{ "title": "Arap Baba Türbesi", "image": "https://www.turbe.gen.tr/images/Arap-Baba-Turbesi-53.jpg", "date": "21.01.2024 11:10:21", "author": "evin esen", "article": [ { "article": "
Arap Baba Türbesi, Elazığ'ın Harput Mahallesindeki Arap Baba türbesi içinde bulunan ve mumyalanmadığı halde yaklaşık 700 yıldır bozulmayan ceset, Vakıflar Genel Müdürlüğü'nün izni ile bilim adamları tarafından türbeden alınıp incelenmek için Fırat Üniversitesi Tıp Fakültesi Hastanesi'ne götürüldü. Mumyalanmadığı halde bunca zaman bozulmadan duran naaşın sırrının çözülmeye çalışılacağı belirtiliyor. Elazığ'ın Harput Mahallesi'nde olan Arap Baba türbesine Vakıflar Genel Müdürlüğünün izniyle gelen bilim adamları, türbede bulunan ve yaklaşık 700 yıllık olduğu tahmin edilen Arap Babanın sanduka içindeki naaşını alarak Fırat Üniversitesi Tıp Fakültesi Hastanesi'ne götürdüler. 700 yıl geçmesine karşın mumyalanmadığı halde bozulmadan kalan naaşın sırının yapılan incelemelerde ortaya çıkarılmaya çalışılacağı belirtilmiş. Üniversitede yapılacak çalışmalarda, Arap Babanın kesin yaşının da bulunacağı belirtilmiş.

Arap Baba Kimdir?

Belli kaynaklara göre Arap baba Harput velilerindendir. Gerçek adı Yusuf, babasının adı da Arabşah'tır. Hayatı hakkında fazla bir şey bilinmiyor. Doğum tarihi ve yeri bilinmez. 13. Asırda yaşadığı rivayet edilen Arap Baba, Harput'un fethi için gelen Selçuklu kumandanlarındanmış, aynı zamanda büyük bir velidir. İslamiyet'i yaymak için bazen kılıç kullanan Arap Baba çoğu zaman insanlara doğru yolu göstermek için vaaz ve nasihatlerde bulunmuş. Ölüm tarihi bilinmiyor. Arap Baba türbesi 1279 tarihinde yapılmıştır. Türbenin alt tarafında kabir odası, üst katında ise ziyaret edilen sanduka bulunur. Arap Babanın kabrinin bir özelliği de naaşının herkesçe görülecek şekilde açıkta olmasıdır.

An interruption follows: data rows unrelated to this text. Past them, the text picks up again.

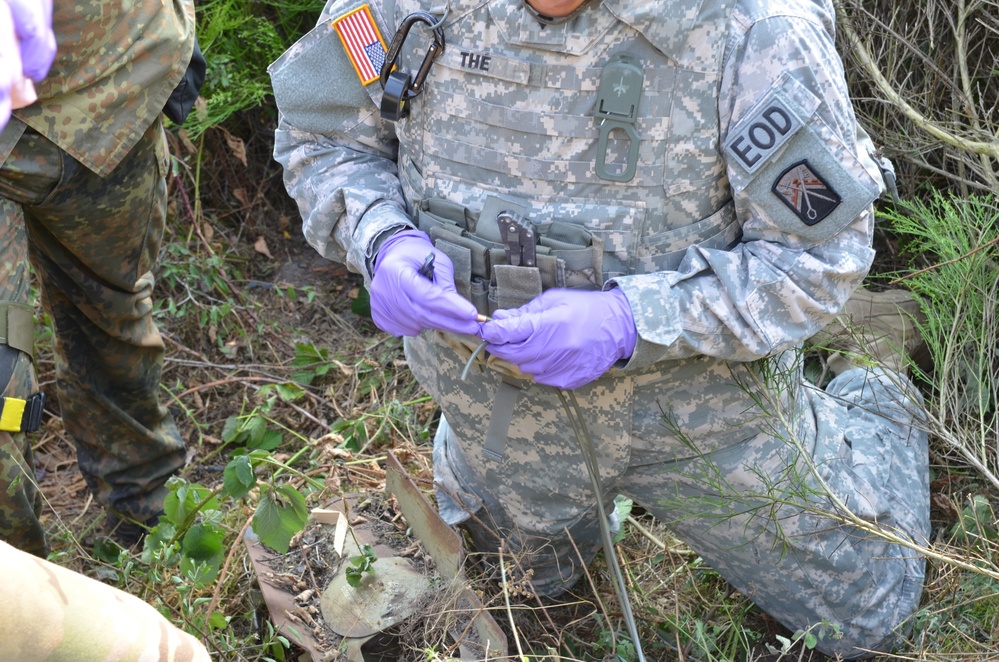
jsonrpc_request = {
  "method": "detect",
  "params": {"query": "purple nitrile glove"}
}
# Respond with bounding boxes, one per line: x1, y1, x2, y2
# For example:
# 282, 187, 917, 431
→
0, 3, 19, 125
370, 229, 482, 337
479, 287, 638, 389
6, 0, 56, 81
1, 0, 54, 127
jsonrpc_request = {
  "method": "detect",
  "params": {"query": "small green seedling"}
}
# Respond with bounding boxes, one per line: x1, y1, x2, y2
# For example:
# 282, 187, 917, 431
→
345, 544, 378, 587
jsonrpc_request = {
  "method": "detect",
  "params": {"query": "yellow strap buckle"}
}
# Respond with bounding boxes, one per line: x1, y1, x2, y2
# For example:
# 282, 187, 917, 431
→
0, 392, 45, 432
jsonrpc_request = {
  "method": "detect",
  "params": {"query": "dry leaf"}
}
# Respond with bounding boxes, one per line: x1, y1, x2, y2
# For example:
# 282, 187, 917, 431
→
178, 128, 197, 154
223, 129, 247, 166
254, 236, 273, 259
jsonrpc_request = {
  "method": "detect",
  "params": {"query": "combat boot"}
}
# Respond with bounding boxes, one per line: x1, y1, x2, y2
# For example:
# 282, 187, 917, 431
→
811, 287, 929, 377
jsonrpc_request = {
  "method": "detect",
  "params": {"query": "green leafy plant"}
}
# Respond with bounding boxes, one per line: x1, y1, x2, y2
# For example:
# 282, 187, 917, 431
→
950, 494, 999, 548
222, 410, 284, 451
290, 341, 333, 385
345, 544, 378, 587
882, 193, 999, 490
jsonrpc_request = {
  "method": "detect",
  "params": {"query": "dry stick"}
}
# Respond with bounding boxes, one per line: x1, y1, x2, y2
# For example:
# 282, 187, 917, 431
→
954, 0, 999, 188
161, 344, 340, 429
206, 513, 255, 619
565, 528, 615, 645
434, 583, 493, 659
889, 233, 999, 285
626, 516, 667, 551
503, 548, 563, 640
175, 374, 286, 398
498, 542, 527, 661
833, 0, 999, 161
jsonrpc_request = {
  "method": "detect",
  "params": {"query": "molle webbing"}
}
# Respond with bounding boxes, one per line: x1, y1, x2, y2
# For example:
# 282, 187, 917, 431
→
416, 197, 604, 316
0, 302, 34, 361
0, 301, 44, 433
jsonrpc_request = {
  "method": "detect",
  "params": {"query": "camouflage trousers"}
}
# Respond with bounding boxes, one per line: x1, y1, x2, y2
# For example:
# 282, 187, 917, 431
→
0, 118, 186, 555
418, 333, 929, 660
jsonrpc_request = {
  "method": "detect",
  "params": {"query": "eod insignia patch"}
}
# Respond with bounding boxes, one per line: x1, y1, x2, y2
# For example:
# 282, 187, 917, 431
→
771, 160, 841, 226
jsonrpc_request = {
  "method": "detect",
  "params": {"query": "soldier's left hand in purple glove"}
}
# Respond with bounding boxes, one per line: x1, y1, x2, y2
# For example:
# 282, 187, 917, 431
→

Arap Baba Türbesi Efsanesi

Efsaneye göre, çok eski yıllarda Harput'ta büyük bir kuraklık başlamış, yağmurlar yağmıyor otlar yeşermez olmuş. İnsanların yağmur duasına çıkmaları da fayda etmemiş. Bir gece Harput'ta Arap Baba türbesine yakın olan evlerden birinde oturan Selvi adlı yaşlı bir teyze rüyasında, Arap Babanın türbedeki naaşının başını keserek bir dereye attığında yağmurun yağacağını görmüş. Komşularına anlatmış olduğu rüyası bütün Harput'a yayılıvermiş. Haftalar geçmiş Harput'a bir damla yağmur düşmemiş. Kıtlık kapıdaymış. Çaresiz kalan halk Selvi nineyi Arap Babanın başını kesme konusunda ikna etmeye çalışmışlar. Fakat yaşlı kadın buna cesaret etmeyince, bir gece evi etrafında toplanıp evini taşlamaya başlamışlar. Ertesi gün yaşlı kadın çaresiz şekilde içindeki korkuları bastırarak, Arap Babanın türbesine gitmiş ve cesedin başını kesip dereye atmış. Bunun üstüne yağmurlar başlamış başlamasına fakat kıtlıktan daha büyük bir felaket yaşanmış. Seller olmuş, dereler taşmış. Yağmurlar rahmet olmaktan çıkıp felakete dönüşmüş. Yine bir gece Selvi nine rüyasında bu defa Arap Babayı görmüş. Eğer başını attığı dereden alıp yerine koymazsa yağmurların dinmeyeceğini, kadınında başına kötü şeyler geleceğini söylemiş. Kadın, sabah korkuyla uyanıp dereye gitmiş, kesik başın derenin kenarında durduğunu görmüş ve hemen alıp sandukadaki yerine koyuvermiş. Ardından yağmurlar dinmiş ve her şey eski haline dönüşmüş.